Continuez-vous à enrichir votre collection personnelle ? Quel peintre vous intéresse le plus ?
Je voudrais acheter plus que jamais des œuvres de Picasso. Picasso est le grand peintre du XXe siècle. Chaque siècle a quelques peintres, mais combien y a-t-il de Goya, de Cézanne, de Piero della Francesca ? Picasso ne s’intéressait qu’à son œuvre et ne voulait pas être concerné par les problèmes de sa succession. On doit rendre hommage à l’État français qui, quand il s’est agi d’évaluer la succession, a accepté en paiement une grande partie – et la plus belle partie – des œuvres qui restaient. Je trouve que le Musée Picasso est devenu l’une des merveilles de Paris. Je continue à enrichir ma collection dans la mesure du possible, là où je trouve, car j’ai une longue expérience de marchand de tableaux. Il y a de grandes ventes publiques qui m’intéressent. D’autre part, je connais beaucoup de gens et j’ai des sources d’information un peu partout dans le monde ; on me propose des toiles. Mais il faut être très attentif. Il y a aujourd’hui des Picasso qui viennent de l’ex-Tchécoslovaquie et il faut se méfier.

Comment avez-vous réussi à constituer une telle collection de chefs-d’œuvre ?
C’est une question que l’on me pose souvent et ma réponse est toujours la même : j’ai toujours été mon meilleur client. L’instinct du collectionneur est quelque chose que l’on porte en soi ou pas, et ceci est impossible à faire comprendre à quelqu’un qui achète des œuvres d’art pour des raisons strictement commerciales. J’ai souvent eu l’impression que les clients désireux d’acheter une toile qui n’était pas à vendre ne comprenaient pas que je puisse refuser de la leur vendre. Puisque j’étais un marchand, il leur semblait normal de me dénier le droit légitime de ne pas vendre une œuvre.

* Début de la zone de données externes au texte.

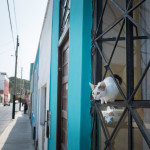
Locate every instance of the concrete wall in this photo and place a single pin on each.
(53, 75)
(34, 112)
(44, 69)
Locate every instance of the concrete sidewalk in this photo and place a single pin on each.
(18, 134)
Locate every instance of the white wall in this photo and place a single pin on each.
(44, 68)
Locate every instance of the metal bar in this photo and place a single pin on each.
(122, 38)
(121, 92)
(114, 48)
(145, 135)
(134, 7)
(118, 6)
(117, 125)
(121, 103)
(139, 82)
(109, 28)
(64, 14)
(103, 127)
(100, 20)
(136, 24)
(129, 69)
(98, 57)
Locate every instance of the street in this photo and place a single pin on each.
(6, 116)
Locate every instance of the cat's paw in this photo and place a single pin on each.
(102, 101)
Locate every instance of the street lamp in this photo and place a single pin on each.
(14, 96)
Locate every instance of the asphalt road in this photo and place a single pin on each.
(6, 116)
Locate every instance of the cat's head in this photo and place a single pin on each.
(99, 90)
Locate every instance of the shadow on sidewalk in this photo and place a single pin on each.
(20, 137)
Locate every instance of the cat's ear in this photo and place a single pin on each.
(102, 86)
(92, 86)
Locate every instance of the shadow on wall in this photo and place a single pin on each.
(20, 136)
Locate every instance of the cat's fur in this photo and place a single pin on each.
(106, 90)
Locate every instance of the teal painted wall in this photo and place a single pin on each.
(79, 121)
(53, 75)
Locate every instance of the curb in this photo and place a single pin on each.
(6, 132)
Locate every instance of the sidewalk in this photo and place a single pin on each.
(18, 134)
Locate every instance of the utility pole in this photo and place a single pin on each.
(14, 96)
(20, 90)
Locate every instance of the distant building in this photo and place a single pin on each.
(4, 88)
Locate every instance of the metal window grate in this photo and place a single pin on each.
(64, 14)
(126, 20)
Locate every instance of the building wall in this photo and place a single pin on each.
(79, 125)
(44, 69)
(53, 75)
(35, 93)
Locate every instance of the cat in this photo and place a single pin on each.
(106, 90)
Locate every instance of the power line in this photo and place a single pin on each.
(15, 17)
(10, 23)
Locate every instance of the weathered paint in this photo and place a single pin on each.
(35, 90)
(53, 75)
(79, 125)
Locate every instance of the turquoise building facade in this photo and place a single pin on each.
(79, 120)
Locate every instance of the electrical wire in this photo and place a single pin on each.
(15, 17)
(10, 24)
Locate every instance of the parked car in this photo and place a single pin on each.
(6, 103)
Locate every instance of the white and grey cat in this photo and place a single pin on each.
(106, 90)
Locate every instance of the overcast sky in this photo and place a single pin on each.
(30, 16)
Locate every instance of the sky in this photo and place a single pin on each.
(29, 17)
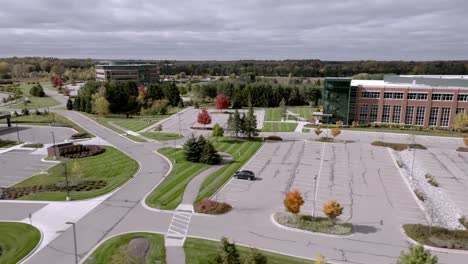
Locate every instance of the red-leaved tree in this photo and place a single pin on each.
(204, 117)
(221, 102)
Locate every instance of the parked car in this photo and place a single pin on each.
(245, 174)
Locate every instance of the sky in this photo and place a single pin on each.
(236, 29)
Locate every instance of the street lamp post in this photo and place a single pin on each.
(66, 181)
(17, 129)
(74, 240)
(55, 147)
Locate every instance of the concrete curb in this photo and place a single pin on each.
(272, 219)
(85, 257)
(408, 185)
(143, 201)
(436, 249)
(37, 245)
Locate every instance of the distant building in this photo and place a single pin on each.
(141, 73)
(422, 100)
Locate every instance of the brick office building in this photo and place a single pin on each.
(407, 99)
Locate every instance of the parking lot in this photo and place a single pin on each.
(18, 165)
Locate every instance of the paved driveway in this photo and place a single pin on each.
(18, 165)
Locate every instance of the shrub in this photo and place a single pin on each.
(431, 180)
(293, 202)
(80, 135)
(212, 207)
(421, 196)
(277, 138)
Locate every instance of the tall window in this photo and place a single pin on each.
(420, 115)
(386, 114)
(396, 114)
(445, 117)
(409, 115)
(363, 113)
(433, 116)
(373, 115)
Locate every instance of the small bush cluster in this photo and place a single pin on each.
(212, 207)
(37, 91)
(438, 236)
(431, 180)
(76, 186)
(277, 138)
(201, 150)
(397, 146)
(80, 151)
(421, 196)
(80, 135)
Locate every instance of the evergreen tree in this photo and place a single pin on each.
(69, 104)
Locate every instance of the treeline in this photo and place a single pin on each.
(313, 68)
(261, 92)
(127, 97)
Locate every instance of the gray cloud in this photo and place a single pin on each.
(243, 29)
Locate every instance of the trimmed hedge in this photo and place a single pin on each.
(212, 207)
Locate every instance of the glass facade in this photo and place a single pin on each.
(409, 115)
(337, 98)
(433, 116)
(396, 114)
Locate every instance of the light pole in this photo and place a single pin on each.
(74, 239)
(55, 147)
(17, 129)
(66, 181)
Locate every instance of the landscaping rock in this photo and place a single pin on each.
(437, 204)
(138, 247)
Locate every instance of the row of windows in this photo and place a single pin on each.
(442, 97)
(389, 95)
(373, 95)
(416, 114)
(417, 96)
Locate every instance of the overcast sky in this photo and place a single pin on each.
(236, 29)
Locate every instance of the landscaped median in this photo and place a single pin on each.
(206, 251)
(437, 236)
(17, 240)
(130, 248)
(168, 195)
(87, 178)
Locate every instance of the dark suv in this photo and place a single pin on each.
(249, 175)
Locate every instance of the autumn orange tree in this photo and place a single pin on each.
(335, 132)
(293, 202)
(332, 210)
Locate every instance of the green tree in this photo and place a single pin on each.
(417, 255)
(69, 104)
(101, 105)
(228, 253)
(218, 131)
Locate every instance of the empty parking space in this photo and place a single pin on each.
(18, 165)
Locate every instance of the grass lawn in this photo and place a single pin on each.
(273, 114)
(114, 250)
(112, 166)
(278, 127)
(44, 120)
(303, 111)
(36, 102)
(161, 136)
(437, 236)
(198, 251)
(168, 195)
(313, 224)
(241, 151)
(16, 241)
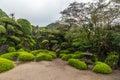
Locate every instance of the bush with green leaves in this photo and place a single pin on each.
(43, 56)
(112, 59)
(10, 56)
(77, 64)
(102, 68)
(11, 49)
(6, 65)
(26, 56)
(53, 54)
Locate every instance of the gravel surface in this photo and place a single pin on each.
(54, 70)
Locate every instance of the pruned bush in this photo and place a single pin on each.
(43, 56)
(26, 57)
(53, 54)
(112, 59)
(10, 56)
(77, 64)
(102, 68)
(11, 49)
(6, 65)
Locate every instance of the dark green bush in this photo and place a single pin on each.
(53, 54)
(10, 56)
(112, 59)
(66, 57)
(102, 68)
(77, 64)
(26, 57)
(11, 49)
(6, 64)
(43, 56)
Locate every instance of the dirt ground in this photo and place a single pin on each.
(54, 70)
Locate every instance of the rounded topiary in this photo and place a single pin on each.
(102, 68)
(53, 54)
(43, 56)
(10, 56)
(11, 49)
(6, 64)
(26, 57)
(77, 64)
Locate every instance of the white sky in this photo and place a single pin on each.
(38, 12)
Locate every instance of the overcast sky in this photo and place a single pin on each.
(38, 12)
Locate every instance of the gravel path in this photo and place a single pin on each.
(54, 70)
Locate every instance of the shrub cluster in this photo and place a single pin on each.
(43, 56)
(26, 57)
(6, 64)
(10, 56)
(77, 64)
(102, 68)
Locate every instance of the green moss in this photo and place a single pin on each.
(11, 49)
(102, 68)
(6, 65)
(43, 56)
(26, 57)
(10, 56)
(77, 64)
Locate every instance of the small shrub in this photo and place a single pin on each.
(53, 54)
(66, 57)
(6, 64)
(112, 59)
(10, 56)
(77, 64)
(64, 51)
(43, 56)
(102, 68)
(21, 50)
(26, 57)
(11, 49)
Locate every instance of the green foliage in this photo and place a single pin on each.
(11, 49)
(26, 26)
(6, 65)
(2, 29)
(9, 21)
(21, 50)
(10, 56)
(3, 14)
(102, 68)
(43, 56)
(26, 57)
(77, 64)
(64, 51)
(44, 41)
(64, 45)
(112, 59)
(14, 38)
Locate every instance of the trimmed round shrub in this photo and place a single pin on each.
(112, 59)
(26, 57)
(66, 57)
(53, 54)
(10, 56)
(6, 65)
(77, 64)
(102, 68)
(11, 49)
(43, 56)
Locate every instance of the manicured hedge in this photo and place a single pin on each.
(26, 57)
(6, 64)
(43, 56)
(102, 68)
(77, 64)
(10, 56)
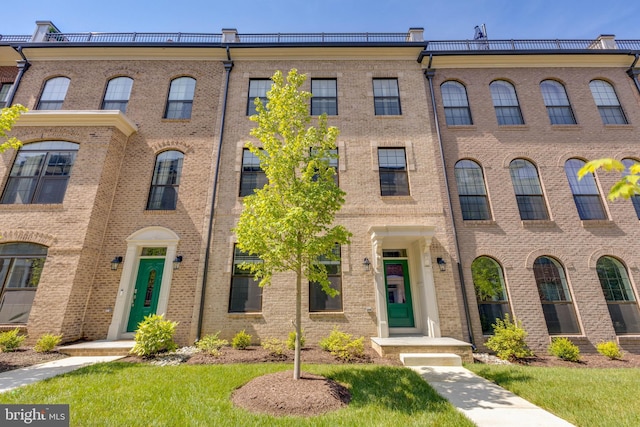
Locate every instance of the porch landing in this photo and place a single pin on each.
(395, 345)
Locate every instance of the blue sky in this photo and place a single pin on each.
(442, 20)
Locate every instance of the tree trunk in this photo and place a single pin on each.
(298, 324)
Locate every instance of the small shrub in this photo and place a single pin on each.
(274, 346)
(564, 349)
(11, 340)
(342, 345)
(211, 344)
(291, 341)
(47, 343)
(241, 341)
(508, 340)
(154, 335)
(610, 349)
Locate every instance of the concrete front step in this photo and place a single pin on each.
(98, 348)
(430, 359)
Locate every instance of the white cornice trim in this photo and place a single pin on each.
(112, 118)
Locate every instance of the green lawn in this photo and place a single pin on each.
(124, 394)
(584, 397)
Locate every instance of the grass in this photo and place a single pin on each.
(584, 397)
(117, 394)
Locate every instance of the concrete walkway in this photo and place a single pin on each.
(483, 402)
(19, 377)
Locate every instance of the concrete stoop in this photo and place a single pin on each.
(430, 359)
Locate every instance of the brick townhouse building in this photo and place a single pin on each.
(458, 161)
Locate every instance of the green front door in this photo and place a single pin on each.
(398, 289)
(146, 292)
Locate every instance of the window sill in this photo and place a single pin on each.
(597, 223)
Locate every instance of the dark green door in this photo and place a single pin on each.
(398, 288)
(146, 292)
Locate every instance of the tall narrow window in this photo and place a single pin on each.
(40, 173)
(5, 88)
(392, 166)
(246, 294)
(163, 194)
(325, 97)
(635, 199)
(386, 97)
(318, 299)
(472, 191)
(491, 294)
(555, 297)
(252, 177)
(506, 103)
(117, 94)
(53, 94)
(21, 266)
(617, 290)
(585, 192)
(607, 102)
(456, 104)
(526, 184)
(180, 99)
(557, 103)
(258, 88)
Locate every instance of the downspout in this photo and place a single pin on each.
(228, 65)
(429, 73)
(23, 66)
(633, 72)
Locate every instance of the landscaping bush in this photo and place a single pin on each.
(154, 335)
(564, 349)
(291, 341)
(508, 340)
(241, 341)
(11, 340)
(211, 344)
(610, 349)
(47, 343)
(342, 345)
(274, 346)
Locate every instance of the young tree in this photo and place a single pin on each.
(289, 222)
(8, 117)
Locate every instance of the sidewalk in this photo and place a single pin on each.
(19, 377)
(483, 402)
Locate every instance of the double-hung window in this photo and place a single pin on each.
(386, 97)
(392, 165)
(40, 173)
(325, 97)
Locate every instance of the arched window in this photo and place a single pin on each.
(471, 190)
(40, 173)
(617, 290)
(526, 185)
(456, 104)
(117, 95)
(53, 94)
(21, 266)
(557, 103)
(555, 297)
(585, 192)
(506, 103)
(635, 199)
(180, 99)
(491, 293)
(608, 104)
(166, 180)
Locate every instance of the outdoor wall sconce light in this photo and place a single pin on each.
(116, 262)
(176, 262)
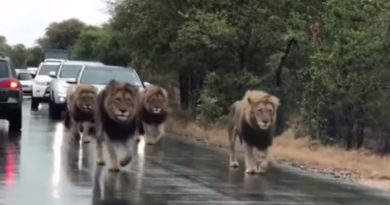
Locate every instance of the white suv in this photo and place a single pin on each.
(40, 87)
(58, 85)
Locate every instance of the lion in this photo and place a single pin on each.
(117, 122)
(153, 113)
(253, 120)
(79, 111)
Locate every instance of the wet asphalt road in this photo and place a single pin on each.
(42, 166)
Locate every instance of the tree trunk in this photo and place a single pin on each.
(278, 73)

Est-il exact que vous comptez publier bientôt votre autobiographie ?
Oui. Elle sera publiée en septembre, pour l’inauguration de l’exposition, chez l’éditeur allemand Nicolai, et s’intitulera Hauptweg und Nebenwege (Route principale et routes secondaires), titre d’une célèbre toile de Klee, aujourd’hui dans la collection Ludwig à Cologne.

En quelle langue est-elle écrite ?
Mes mémoires sont écrits en allemand, naturellement. Muttersprache ist Muttersprache, la langue maternelle est celle qui vous poursuit toujours.

Que pensez-vous des projets de Thyssen et de Beyeler pour assurer l’avenir de leurs collections ?
Ils avaient d’autres priorités que les miennes. Thyssen a beaucoup d’héritiers, Ernst Beyeler à ma connaissance aucun. Thyssen a bien fait de vendre, et je pense que le gouvernement espagnol a payé un prix raisonnable [l’équivalent d’1,4 milliard de francs pour huit cents œuvres, lire le JdA n° 23, mars 1996]. De son côté, Beyeler a réussi à léguer à la postérité une remarquable collection et un musée qui porteront son nom, et je comprends qu’il ait partiellement financé la construction du musée.

Que pensez-vous de la situation actuelle du marché de l’art ? Pensez-vous que les prix soient toujours beaucoup trop élevés ?
Le marché en a terminé avec la spéculation effrénée de la fin des années quatre-vingt et devient, avec raison, plus sélectif. Les œuvres exceptionnelles atteignent toujours des prix normaux, mais celui des œuvres de qualité moyenne a spectaculairement chuté.

NDe Londres ou New York, laquelle de ces deux villes sera à l’avenir le siège principal du marché de l’art ?
New York, sans aucun doute. Il y a là un plus grand nombre de collectionneurs importants et beaucoup plus d’argent qu’à Londres.

Et Paris, dans le cadre de l’ouverture du marché aux maisons de vente étrangères ?
Jusqu’à présent, le marché manque de dynamisme ; il est même très sclérosé et manque complètement de liberté. Les droits acquis et le rôle des commissaires-priseurs ne correspondent pas du tout à la réalité du marché, en cette fin du XXe siècle. La présence des grandes maisons étrangères va bouleverser le marché, cela donnera un élan certain.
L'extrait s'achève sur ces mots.